Katherine drove more slowly still. If Glory were really like that, why had Iz married her? Maybe that was what he—what all men—wanted, or thought they wanted. If she weren’t like that, after all, why had she become a movie starlet? Katherine could imagine no profession more horrible. The idea of exposing oneself, almost naked, to all those people, prancing about in front of them to be stared at invisibly and intimately by hundreds and thousands, was revolting to her. She wondered how any normal human being could bear it, no matter for what reward.
But Glory Green was obviously not a normal human being. She had pink hair and a thirty-eight inch bust at least, and no education; she had been on the stage since she was five and had been married three times, starting at fifteen, when Katherine hadn’t even been kissed. That was what the secretaries in the Social Sciences office said. She had lived all her life in a violent, vulgar world, and even Iz hadn’t been able to change her.

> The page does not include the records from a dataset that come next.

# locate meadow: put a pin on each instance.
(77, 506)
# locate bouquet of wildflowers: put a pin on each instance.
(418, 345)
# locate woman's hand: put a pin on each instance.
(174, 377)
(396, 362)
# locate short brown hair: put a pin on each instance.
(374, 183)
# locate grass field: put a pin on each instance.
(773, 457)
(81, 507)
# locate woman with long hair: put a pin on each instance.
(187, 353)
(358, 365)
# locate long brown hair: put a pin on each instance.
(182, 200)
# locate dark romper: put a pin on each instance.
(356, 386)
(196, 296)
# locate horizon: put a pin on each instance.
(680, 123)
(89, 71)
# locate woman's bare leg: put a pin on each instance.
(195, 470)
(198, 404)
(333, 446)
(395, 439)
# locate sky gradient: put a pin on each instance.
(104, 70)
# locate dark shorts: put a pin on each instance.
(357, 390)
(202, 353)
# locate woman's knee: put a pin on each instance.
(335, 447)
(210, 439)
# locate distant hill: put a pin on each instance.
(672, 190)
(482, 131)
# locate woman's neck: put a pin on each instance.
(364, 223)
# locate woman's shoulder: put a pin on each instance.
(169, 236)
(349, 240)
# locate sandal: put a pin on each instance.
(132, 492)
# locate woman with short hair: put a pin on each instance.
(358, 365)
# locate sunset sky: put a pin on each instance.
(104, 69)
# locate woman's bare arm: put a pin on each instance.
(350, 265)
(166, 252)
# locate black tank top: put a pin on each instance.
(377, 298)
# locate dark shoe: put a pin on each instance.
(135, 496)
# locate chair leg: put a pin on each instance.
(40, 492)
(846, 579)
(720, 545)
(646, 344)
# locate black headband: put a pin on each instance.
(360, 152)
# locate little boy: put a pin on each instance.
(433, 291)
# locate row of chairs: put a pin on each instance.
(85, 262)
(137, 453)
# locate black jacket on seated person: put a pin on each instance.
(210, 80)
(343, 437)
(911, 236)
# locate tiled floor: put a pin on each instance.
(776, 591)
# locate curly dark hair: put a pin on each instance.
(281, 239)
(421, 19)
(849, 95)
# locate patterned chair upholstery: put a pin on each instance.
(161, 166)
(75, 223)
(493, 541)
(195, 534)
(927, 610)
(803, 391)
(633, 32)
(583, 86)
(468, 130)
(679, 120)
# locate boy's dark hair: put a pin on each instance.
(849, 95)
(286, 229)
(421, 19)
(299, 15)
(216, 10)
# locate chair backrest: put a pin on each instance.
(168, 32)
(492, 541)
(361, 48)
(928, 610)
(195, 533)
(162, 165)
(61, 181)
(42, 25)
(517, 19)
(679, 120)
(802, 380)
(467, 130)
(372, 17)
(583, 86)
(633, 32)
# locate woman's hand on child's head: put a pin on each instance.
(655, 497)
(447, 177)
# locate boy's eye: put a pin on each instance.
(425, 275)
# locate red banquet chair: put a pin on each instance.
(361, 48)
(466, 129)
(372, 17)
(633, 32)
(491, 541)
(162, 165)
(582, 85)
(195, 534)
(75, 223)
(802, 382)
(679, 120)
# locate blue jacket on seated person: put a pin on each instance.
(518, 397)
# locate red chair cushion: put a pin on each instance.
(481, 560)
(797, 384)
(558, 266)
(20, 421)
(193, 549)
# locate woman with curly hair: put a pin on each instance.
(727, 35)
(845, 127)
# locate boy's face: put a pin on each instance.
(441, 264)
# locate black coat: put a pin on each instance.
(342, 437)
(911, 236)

The girls in the office said that she had just been in a public brawl, where she screamed at policemen and reporters, and slapped a girl in the face who hadn’t even spoken to her. Katherine hadn’t seen the papers, so she didn’t know how much of this to believe. Iz had never mentioned it, and she wasn’t going to ask him. It was bad enough for him that he had to be married to, and obsessed with, a girl like that (because he was still obsessed with her, she knew).
Oh lord, here was the house already, or rather its number on a rustic mail-box, at the bottom of a steep bank topped with a redwood fence. Katherine began to wish she had not come, but she pulled her car to the side of the road and, setting her mouth, got out. She climbed some steps to a gate in the fence, and rang the bell.
There was a long wait. Katherine wondered if she should go away; she wanted to go away; but Iz had promised that she would come. Finally she could hear someone approaching. Movement was visible through the slits in the gate; then it was flung open. A figure completely enveloped in a long pink beach-robe, sunglasses, and a huge conical straw hat, stood looking at her. It was Glory, but Katherine, not unnaturally, did not recognize her.
“Does Glory Green live here?” she asked.
“Maybe,” Glory said in a hoarse whisper, looking Katherine over from head to toe. “What d’you want her for?”
Katherine reminded herself that whatever happened in Los Angeles did not count and was in fact amusing. “I’m her new secretary,” she explained. “Dr. Einsam sent me.”
“Yeah, I thought so.” Glory paused only a moment but long enough for Katherine to think: suppose this weird person is Glory. Because if it is, and she knows, or suspects, about me and Iz, what kind of noise, violence, or even crime, is going to happen? “Only there’s so many cranks wandering around this town, you never know. Hi.” Glory suddenly extended a hand and a cold, brief, dazzling smile from the shadows of her disguise.